Comme « on parle » d’édition du génome, on parle aujourd’hui « d’édition du microbiote » : la modification de précision des bactéries intestinales se révèle en effet, avec ces travaux fondamentaux d’une équipe de l’UT Southwestern Medical Center, comme efficace à réduire les tumeurs (ou le cancer), ici chez la souris. Présentées dans le Journal of Experimental Medicine, ces données confirment non seulement le rôle majeur et central de nos microbiotes dans la santé, mais elles suggèrent, avec toutes les implications associées, que la manipulation du microbiome intestinal est suffisante pour affecter, de manière bénéfique, le développement des tumeurs.

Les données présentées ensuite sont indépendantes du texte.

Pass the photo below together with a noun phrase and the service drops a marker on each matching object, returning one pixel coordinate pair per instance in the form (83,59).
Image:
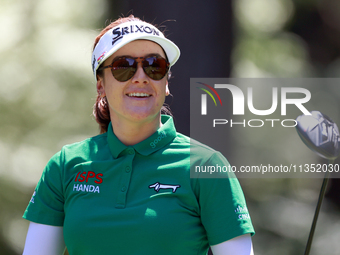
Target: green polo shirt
(117,199)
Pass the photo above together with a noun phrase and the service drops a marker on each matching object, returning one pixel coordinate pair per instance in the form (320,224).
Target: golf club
(321,135)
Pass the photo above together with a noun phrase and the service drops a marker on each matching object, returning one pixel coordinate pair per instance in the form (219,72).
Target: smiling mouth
(139,95)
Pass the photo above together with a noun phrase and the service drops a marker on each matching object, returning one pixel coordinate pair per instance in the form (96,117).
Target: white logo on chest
(157,186)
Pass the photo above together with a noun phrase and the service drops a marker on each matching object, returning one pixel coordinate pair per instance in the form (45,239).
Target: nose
(140,76)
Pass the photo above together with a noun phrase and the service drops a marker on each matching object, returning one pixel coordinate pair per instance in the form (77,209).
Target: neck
(131,133)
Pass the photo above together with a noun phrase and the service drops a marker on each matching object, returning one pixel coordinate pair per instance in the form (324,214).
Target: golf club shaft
(317,210)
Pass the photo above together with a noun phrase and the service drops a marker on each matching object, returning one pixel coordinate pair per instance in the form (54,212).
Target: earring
(103,102)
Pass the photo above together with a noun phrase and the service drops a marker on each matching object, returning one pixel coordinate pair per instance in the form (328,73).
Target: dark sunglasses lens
(123,69)
(155,68)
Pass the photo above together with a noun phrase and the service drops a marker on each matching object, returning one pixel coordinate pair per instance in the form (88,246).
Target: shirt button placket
(121,201)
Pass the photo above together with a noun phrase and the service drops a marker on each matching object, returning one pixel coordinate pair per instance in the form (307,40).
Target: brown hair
(101,110)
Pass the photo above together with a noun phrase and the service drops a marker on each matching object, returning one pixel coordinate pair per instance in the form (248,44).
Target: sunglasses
(124,68)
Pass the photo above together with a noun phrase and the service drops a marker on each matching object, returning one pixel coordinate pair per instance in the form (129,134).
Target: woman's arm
(240,245)
(44,239)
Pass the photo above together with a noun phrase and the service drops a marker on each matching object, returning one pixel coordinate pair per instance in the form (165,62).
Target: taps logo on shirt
(85,177)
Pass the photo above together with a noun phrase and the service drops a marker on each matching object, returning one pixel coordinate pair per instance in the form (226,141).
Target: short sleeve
(223,208)
(47,203)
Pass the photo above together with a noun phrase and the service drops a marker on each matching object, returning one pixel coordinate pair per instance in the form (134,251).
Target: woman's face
(122,98)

Les chercheurs texans démontrent ici que ce traitement de précision des populations bactériennes de l'intestin réduit le cancer colorectal associé à l'inflammation chez la souris. Ce faisant, ils jettent les bases de nouvelles stratégies de prévention du cancer chez les personnes souffrant d'inflammation intestinale chronique. Car la maladie inflammatoire chronique de l'intestin (MICI dont colite ulcéreuse et maladie de Crohn) affecte des millions de personnes dans le monde, rappelle l'auteur correspondant, le Dr Ezra Burstein, professeur de médecine interne et de biologie moléculaire et chef du service des maladies digestives et hépatiques.
On connait le risque plus élevé, chez les patients vivant avec une MICI de développer un cancer colorectal, un cancer classé au 3è rang par l'Organisation mondiale de la santé (OMS) en termes d’incidence et comme deuxième cause de décès par cancer.
Les MICI multiplient par 3 à 7 le risque de cancer colorectal. En raison de cette association, les patients souffrant d'inflammation intestinale devraient subir un dépistage intestinal, appelé coloscopie, 3 à 10 fois plus souvent que les personnes en bonne santé qui n'ont pas d'antécédents familiaux de ce cancer (soit chaque 1 à 3 ans vs chaque 10 ans).
La manipulation du microbiome intestinal suffit à « affecter » le développement des tumeurs.
L’idée ici est de définir des traitements médicamenteux capables de modifier le comportement et la composition du microbiote intestinal. Comme le cancer colorectal, les MICI de longue date sont associées à des déséquilibres dans les communautés bactériennes qui tapissent l’intestin, expliquent l’auteur correspondant, le Dr Sebastian Winter, professeur adjoint de microbiologie et d’immunologie et l’auteur principal, le Dr Wenhan Zhu, chercheur postdoctoral : « Notre tractus intestinal regorge de microbes, dont beaucoup sont bénéfiques et contribuent à notre santé. Cependant, dans certaines conditions, le fonctionnement normal de ces communautés microbiennes peut être perturbé. Une surabondance de certains microbes est associée à un risque accru de développement de certains cancers ».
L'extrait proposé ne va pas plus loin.